Following a May 3 probe at Yerevan's Nubarashen penitentiary, the Armenian General Prosecutor's office has opened a criminal investigation into allegations of “scandalous abuse of power” by the management of the prison, Zhoghovurd newspaper reports. The corresponding article of the Armenian Criminal Code envisages up to four years of imprisonment for the alleged crime. In addition, according to the newspaper, Nubarashen Chief Rubik Stepanyan was sacked after the initiation of the proceedings.
“Nubarashen inmates are usually sent food, cigarettes and other good form their relatives outside, and all this is kept in a special prison cell and, according to an unwritten internal law, has to be distributed among the prisoners by the so-called prison watchers. However, the inmates' relatives told Zhoghovurd, the recent inspection has now banned this.”

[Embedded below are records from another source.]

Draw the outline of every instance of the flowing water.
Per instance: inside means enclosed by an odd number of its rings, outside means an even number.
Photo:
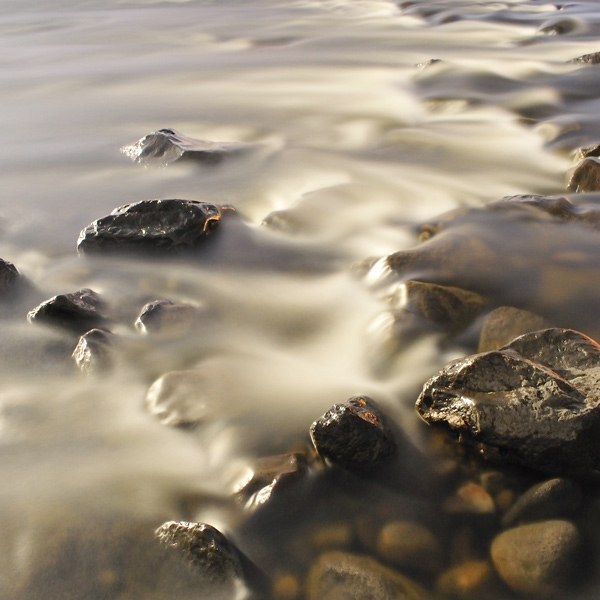
[[[152,532],[169,519],[210,520],[269,575],[301,581],[307,515],[368,509],[317,490],[287,521],[244,529],[236,481],[252,458],[303,448],[312,421],[355,394],[420,447],[416,395],[467,350],[426,336],[379,368],[385,306],[354,265],[411,248],[414,225],[446,211],[565,193],[574,150],[600,141],[597,67],[568,61],[600,50],[599,35],[583,1],[0,0],[0,256],[31,284],[0,315],[2,598],[204,597],[165,583]],[[120,151],[164,127],[257,150],[163,168]],[[231,204],[240,222],[197,260],[77,255],[87,224],[151,198]],[[529,302],[528,274],[548,257],[526,229],[464,228],[497,247],[479,291],[600,329],[595,282],[585,304],[570,304],[582,285],[566,294],[564,274]],[[564,242],[590,277],[593,235]],[[504,268],[515,254],[529,271]],[[120,339],[101,376],[77,371],[71,338],[26,320],[85,287],[110,303]],[[133,323],[157,298],[209,317],[189,335],[143,336]],[[218,376],[200,428],[144,409],[156,378],[207,366]],[[398,498],[426,506],[428,486]]]

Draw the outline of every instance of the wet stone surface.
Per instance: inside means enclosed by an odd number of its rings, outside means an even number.
[[[79,234],[79,252],[173,251],[191,248],[219,226],[221,209],[208,202],[165,199],[127,204]]]
[[[101,373],[112,366],[114,335],[107,329],[92,329],[84,333],[73,350],[73,360],[86,374]]]
[[[107,321],[106,303],[100,294],[86,288],[42,302],[29,311],[27,319],[83,334]]]
[[[12,263],[0,258],[0,294],[12,290],[19,280],[19,271]]]
[[[144,305],[135,328],[140,333],[184,335],[194,329],[202,313],[200,307],[192,304],[154,300]]]
[[[549,327],[550,323],[546,319],[528,310],[500,306],[484,317],[477,350],[498,350],[520,335]]]
[[[600,190],[600,159],[595,156],[584,158],[575,167],[569,179],[570,192],[596,192]]]
[[[319,455],[351,470],[365,470],[396,452],[394,434],[371,398],[356,396],[336,404],[310,428]]]
[[[564,329],[526,334],[446,366],[417,411],[488,458],[554,473],[600,470],[600,346]]]

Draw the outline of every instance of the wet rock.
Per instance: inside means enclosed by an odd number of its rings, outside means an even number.
[[[194,329],[201,315],[202,309],[192,304],[154,300],[144,305],[135,327],[141,333],[183,335]]]
[[[427,600],[417,583],[366,556],[321,555],[307,579],[308,600]]]
[[[221,222],[222,209],[195,200],[142,200],[116,208],[79,234],[79,252],[173,251],[197,246]]]
[[[600,52],[584,54],[583,56],[578,56],[577,58],[571,59],[569,62],[582,65],[597,65],[600,64]]]
[[[600,190],[600,158],[588,156],[573,171],[567,189],[570,192],[596,192]]]
[[[302,479],[307,471],[306,456],[299,452],[262,458],[237,487],[236,497],[247,509],[257,508]]]
[[[500,306],[483,319],[478,352],[498,350],[525,333],[547,329],[550,323],[528,310]]]
[[[477,483],[461,485],[444,502],[444,511],[451,514],[491,515],[496,512],[492,496]]]
[[[351,470],[370,469],[396,452],[385,416],[366,396],[335,404],[311,425],[310,435],[321,457]]]
[[[540,196],[536,194],[520,194],[506,196],[492,206],[500,208],[502,204],[517,209],[544,212],[559,221],[575,221],[593,226],[600,225],[600,211],[576,206],[563,196]]]
[[[106,371],[112,365],[113,334],[107,329],[84,333],[73,350],[73,360],[86,374]]]
[[[581,499],[581,488],[575,482],[564,477],[549,479],[520,496],[502,518],[502,525],[568,516],[579,508]]]
[[[175,161],[218,165],[228,158],[243,156],[253,144],[208,142],[188,137],[175,129],[159,129],[130,146],[121,148],[123,154],[142,165],[165,166]]]
[[[442,546],[430,529],[415,521],[392,521],[377,538],[377,554],[399,569],[437,572],[442,563]]]
[[[564,591],[581,538],[569,521],[541,521],[498,535],[491,546],[496,571],[515,592],[548,597]]]
[[[493,566],[487,560],[468,561],[444,571],[436,582],[436,592],[456,600],[499,598],[500,585]]]
[[[355,540],[351,523],[339,521],[326,523],[310,536],[310,545],[318,551],[349,550]]]
[[[201,573],[207,586],[226,590],[233,597],[239,582],[243,582],[258,592],[254,597],[266,596],[268,582],[265,575],[212,525],[168,521],[156,530],[155,535]]]
[[[29,311],[30,323],[43,323],[83,334],[106,322],[106,304],[90,289],[54,296]]]
[[[166,373],[148,389],[146,409],[163,425],[195,427],[210,418],[220,403],[222,375],[222,369],[210,366]]]
[[[546,329],[446,366],[424,386],[421,417],[484,457],[548,472],[600,469],[600,346]]]
[[[19,281],[19,271],[12,263],[0,258],[0,294],[12,290]]]

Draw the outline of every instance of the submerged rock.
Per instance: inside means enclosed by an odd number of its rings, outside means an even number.
[[[575,167],[569,185],[570,192],[597,192],[600,190],[600,158],[588,156]]]
[[[43,323],[83,334],[106,322],[106,304],[90,289],[54,296],[29,311],[30,323]]]
[[[566,591],[581,536],[569,521],[541,521],[498,535],[491,556],[500,577],[515,592],[548,597]]]
[[[335,404],[311,425],[310,435],[320,456],[351,470],[372,468],[396,452],[385,416],[366,396]]]
[[[583,56],[578,56],[577,58],[571,59],[569,62],[583,65],[598,65],[600,64],[600,52],[584,54]]]
[[[327,552],[313,564],[308,600],[428,600],[417,583],[372,558]]]
[[[79,252],[190,248],[219,226],[222,209],[196,200],[142,200],[116,208],[79,234]]]
[[[479,352],[498,350],[520,335],[550,327],[543,317],[514,306],[500,306],[483,319]]]
[[[19,271],[12,263],[0,258],[0,294],[6,294],[19,281]]]
[[[485,457],[585,475],[600,471],[599,385],[600,346],[546,329],[450,363],[416,408]]]
[[[255,592],[254,597],[257,597],[256,593],[258,597],[266,596],[268,582],[265,575],[212,525],[168,521],[156,530],[155,535],[202,574],[209,588],[233,594],[239,583],[243,583]]]
[[[73,360],[86,374],[107,370],[112,365],[113,334],[106,329],[92,329],[84,333],[73,350]]]
[[[193,161],[201,165],[217,165],[228,158],[250,152],[255,146],[239,142],[208,142],[197,140],[176,131],[159,129],[130,146],[121,148],[123,154],[143,165],[168,165],[175,161]]]
[[[141,333],[183,335],[193,330],[201,314],[200,307],[192,304],[154,300],[144,305],[135,328]]]
[[[470,560],[450,567],[436,582],[436,592],[456,600],[493,600],[502,597],[501,583],[489,560]]]

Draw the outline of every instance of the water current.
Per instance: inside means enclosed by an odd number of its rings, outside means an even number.
[[[313,481],[289,512],[259,518],[230,497],[254,458],[308,447],[310,424],[356,394],[424,451],[416,396],[471,340],[427,335],[383,356],[381,288],[355,265],[412,248],[416,225],[447,211],[565,194],[575,150],[600,142],[598,67],[569,61],[599,36],[597,3],[577,0],[0,0],[0,257],[29,282],[0,314],[0,596],[207,597],[172,587],[152,539],[170,519],[231,535],[286,583],[280,598],[303,597],[321,550],[368,553],[348,541],[356,515],[421,515],[451,544],[425,475],[393,490]],[[165,127],[256,151],[204,167],[120,151]],[[82,228],[152,198],[231,204],[240,219],[197,259],[77,255]],[[430,280],[600,333],[596,233],[550,231],[540,245],[491,214],[460,234],[493,240],[493,256],[458,252],[462,279],[430,265]],[[556,247],[566,266],[541,287]],[[110,304],[120,340],[102,375],[81,374],[74,341],[26,319],[82,288]],[[142,335],[133,323],[158,298],[208,317]],[[214,373],[206,418],[166,426],[146,392],[189,369]],[[427,569],[415,577],[434,587]]]

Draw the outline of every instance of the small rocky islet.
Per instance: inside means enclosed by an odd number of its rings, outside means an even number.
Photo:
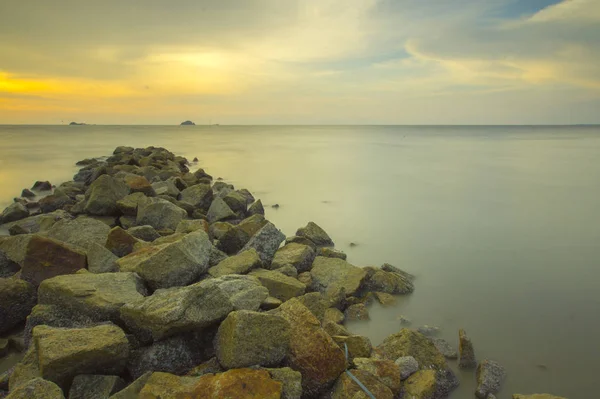
[[[350,264],[316,223],[286,238],[248,190],[164,148],[77,165],[0,216],[0,356],[22,353],[0,398],[368,398],[358,379],[377,399],[437,399],[457,357],[478,398],[500,389],[504,368],[462,330],[458,354],[429,330],[376,347],[349,332],[412,276]]]

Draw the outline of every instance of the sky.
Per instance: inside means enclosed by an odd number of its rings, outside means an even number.
[[[600,0],[2,0],[0,124],[600,123]]]

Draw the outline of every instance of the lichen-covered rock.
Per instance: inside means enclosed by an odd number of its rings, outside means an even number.
[[[34,378],[11,390],[5,399],[65,399],[58,385],[42,378]]]
[[[285,235],[269,222],[250,238],[242,250],[254,248],[263,264],[269,265],[283,240]]]
[[[280,268],[275,269],[275,271],[288,277],[298,277],[298,270],[292,265],[281,266]]]
[[[223,197],[223,201],[231,208],[233,212],[246,212],[248,206],[247,199],[238,191],[232,191]]]
[[[303,295],[306,286],[293,277],[288,277],[273,270],[256,269],[250,273],[269,290],[269,295],[283,302]]]
[[[562,396],[554,396],[547,393],[534,393],[531,395],[523,395],[520,393],[516,393],[512,396],[512,399],[567,399]]]
[[[458,353],[456,352],[456,350],[445,339],[431,338],[431,341],[433,342],[437,350],[439,350],[442,353],[442,355],[446,357],[446,359],[458,358]]]
[[[178,241],[146,247],[117,261],[119,269],[138,273],[151,289],[185,286],[208,270],[212,244],[204,231]]]
[[[323,323],[331,321],[333,323],[342,324],[344,322],[344,314],[337,308],[327,308],[323,314]]]
[[[151,375],[151,372],[145,373],[140,378],[127,385],[126,388],[112,395],[110,399],[139,399],[140,391],[144,388]]]
[[[71,245],[36,234],[27,245],[22,266],[21,278],[38,286],[45,279],[85,269],[87,258]]]
[[[208,259],[208,265],[210,267],[217,266],[219,263],[223,262],[227,258],[228,258],[228,256],[225,252],[217,249],[217,247],[215,247],[215,246],[212,246],[210,248],[210,256]]]
[[[208,208],[206,217],[210,223],[214,223],[227,219],[233,219],[236,217],[236,215],[222,198],[217,197],[210,204],[210,208]]]
[[[352,370],[352,375],[358,379],[377,399],[394,399],[394,393],[379,378],[365,370]],[[368,398],[363,389],[348,373],[338,378],[331,399]]]
[[[69,399],[107,399],[125,387],[116,375],[80,374],[73,379]]]
[[[310,270],[314,259],[315,251],[308,245],[287,244],[275,252],[269,269],[275,270],[285,265],[292,265],[302,273]]]
[[[265,208],[263,207],[261,200],[256,201],[255,203],[250,205],[250,208],[248,208],[248,215],[264,215],[264,214],[265,214]]]
[[[73,216],[62,209],[50,213],[29,216],[25,219],[6,224],[12,235],[15,230],[19,234],[33,234],[49,230],[56,222],[62,219],[73,219]]]
[[[402,388],[400,368],[393,361],[358,357],[354,358],[352,362],[357,369],[371,373],[379,378],[394,395],[400,393],[400,389]]]
[[[306,289],[311,290],[313,286],[312,275],[310,272],[299,273],[296,277],[298,281],[306,286]]]
[[[33,340],[42,377],[59,386],[79,374],[120,374],[129,342],[119,327],[105,324],[81,329],[37,326]]]
[[[421,369],[446,368],[446,359],[433,342],[423,334],[408,328],[385,338],[377,347],[377,351],[386,359],[394,361],[399,357],[412,356]]]
[[[391,306],[396,304],[396,297],[392,294],[386,294],[385,292],[374,292],[373,296],[377,299],[377,302],[383,306]]]
[[[348,358],[350,360],[355,357],[371,357],[373,346],[368,337],[362,335],[334,335],[332,338],[344,352],[348,347]]]
[[[325,330],[325,332],[332,337],[336,335],[341,337],[348,337],[352,335],[344,326],[328,320],[323,321],[323,330]]]
[[[477,367],[473,343],[463,329],[458,331],[458,358],[458,367],[461,369],[472,369]]]
[[[43,281],[38,290],[41,305],[53,305],[64,313],[97,322],[114,323],[120,320],[121,306],[139,301],[144,295],[144,284],[134,273],[57,276]]]
[[[75,204],[75,200],[66,195],[62,190],[56,189],[53,194],[50,194],[39,201],[40,210],[43,213],[51,213],[59,209],[66,209]]]
[[[118,215],[117,201],[129,194],[123,181],[109,175],[98,177],[85,193],[85,212],[90,215]]]
[[[284,302],[274,312],[290,322],[288,364],[302,373],[303,394],[316,395],[346,369],[344,352],[297,299]]]
[[[254,276],[225,275],[211,279],[229,298],[235,310],[257,311],[269,291]]]
[[[152,183],[152,189],[156,195],[168,195],[169,197],[179,197],[180,190],[173,180],[157,181]]]
[[[227,368],[275,366],[286,356],[290,323],[267,313],[238,310],[219,326],[215,347],[219,363]]]
[[[217,266],[208,269],[208,274],[213,277],[221,277],[227,274],[246,274],[260,266],[261,261],[258,253],[256,250],[250,249],[224,259]]]
[[[404,396],[414,399],[437,399],[437,381],[434,370],[420,370],[404,381]]]
[[[258,233],[260,229],[267,225],[267,223],[269,223],[269,221],[265,219],[263,215],[252,215],[242,220],[235,228],[245,233],[247,242],[250,237]]]
[[[117,201],[117,209],[126,216],[137,215],[138,206],[148,198],[144,193],[133,193],[126,195],[122,199]]]
[[[289,367],[267,369],[271,378],[281,382],[281,399],[301,399],[302,374]]]
[[[120,315],[140,341],[152,342],[211,326],[233,309],[218,284],[205,280],[188,287],[157,290],[122,306]]]
[[[25,205],[20,202],[13,202],[0,215],[0,223],[9,223],[16,220],[25,219],[29,216],[29,211]]]
[[[342,251],[338,251],[337,249],[330,248],[330,247],[319,248],[317,255],[324,256],[326,258],[338,258],[341,260],[346,260],[346,258],[347,258],[347,255],[345,253],[343,253]]]
[[[217,222],[218,223],[218,222]],[[214,230],[213,230],[214,231]],[[242,231],[238,226],[228,228],[218,238],[215,246],[226,254],[233,255],[238,252],[244,251],[242,248],[250,237]]]
[[[197,230],[202,230],[208,234],[208,222],[203,219],[188,220],[184,219],[177,225],[176,233],[192,233]]]
[[[142,377],[140,377],[142,378]],[[128,396],[120,396],[120,399],[166,399],[166,398],[197,398],[194,395],[194,388],[198,383],[199,377],[179,377],[170,373],[154,372],[145,381],[139,393],[135,395],[137,389],[131,389]],[[135,387],[137,388],[137,387]],[[129,389],[129,387],[125,388]],[[134,396],[135,395],[135,396]],[[119,394],[111,397],[114,399]],[[206,397],[206,396],[204,396]]]
[[[213,191],[209,184],[196,184],[181,192],[181,201],[194,208],[208,210],[213,201]]]
[[[267,370],[234,369],[220,374],[208,374],[200,377],[191,396],[188,397],[203,399],[280,399],[282,390],[281,382],[272,379]]]
[[[367,272],[337,258],[317,256],[310,271],[313,289],[322,293],[332,286],[343,288],[347,296],[355,295],[363,285]]]
[[[129,186],[129,192],[131,193],[143,193],[147,197],[154,197],[156,195],[154,188],[144,176],[128,173],[124,176],[123,181]]]
[[[396,366],[400,369],[400,379],[405,380],[419,371],[419,362],[412,356],[402,356],[396,359]]]
[[[24,344],[25,347],[31,347],[33,329],[36,326],[82,328],[91,327],[97,323],[97,321],[86,315],[70,313],[58,306],[35,305],[29,316],[27,316],[27,322],[25,323],[25,330],[23,331]]]
[[[283,301],[273,298],[272,296],[268,296],[264,301],[262,301],[260,308],[262,310],[277,309],[282,303]]]
[[[477,366],[477,390],[475,396],[486,399],[488,395],[500,391],[500,386],[506,378],[506,370],[500,363],[484,360]]]
[[[196,367],[194,367],[193,369],[191,369],[190,371],[188,371],[186,373],[186,376],[189,377],[200,377],[203,376],[205,374],[217,374],[217,373],[222,373],[223,371],[223,367],[221,367],[221,364],[219,363],[219,360],[217,360],[216,357],[211,357],[210,359],[208,359],[207,361],[197,365]]]
[[[346,320],[369,320],[369,309],[364,303],[350,305],[344,312]]]
[[[33,285],[17,278],[0,278],[0,334],[23,323],[36,302]]]
[[[156,230],[175,230],[185,217],[187,212],[177,205],[161,198],[148,198],[138,206],[136,224],[150,225]]]
[[[308,222],[305,227],[299,228],[296,236],[308,238],[317,247],[333,247],[333,241],[329,235],[314,222]]]
[[[108,237],[106,238],[106,249],[110,252],[122,258],[125,255],[129,255],[130,253],[141,249],[147,245],[145,243],[141,243],[137,238],[131,235],[128,231],[123,230],[121,227],[117,226],[113,228],[110,233],[108,233]]]
[[[154,227],[149,225],[131,227],[127,231],[135,238],[144,240],[146,242],[152,242],[157,238],[160,238],[160,234],[158,234]]]
[[[374,270],[365,281],[365,288],[369,291],[385,292],[387,294],[408,294],[413,292],[412,281],[400,274]]]
[[[296,297],[300,303],[310,310],[315,315],[319,322],[323,323],[325,319],[325,311],[330,306],[329,301],[320,292],[309,292]]]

One of the inmates, in turn, told the papers how the prison population has reacted to the ban: “The watchers usually 'seize' the food sent to the prisoners and later give it to them in the form of aid; officers of the General Prosecutor's office, however, have put a ban on the food and its distribution. We, the inmates and the convicts, raised a fuss to prevent the ban on the food, causing the quarantined prisoners to set their bedding on fire and throw it out of the window. It was terrible. Other inmates were banging on the doors. [Officials] won't even let us live in peace within these four walls.”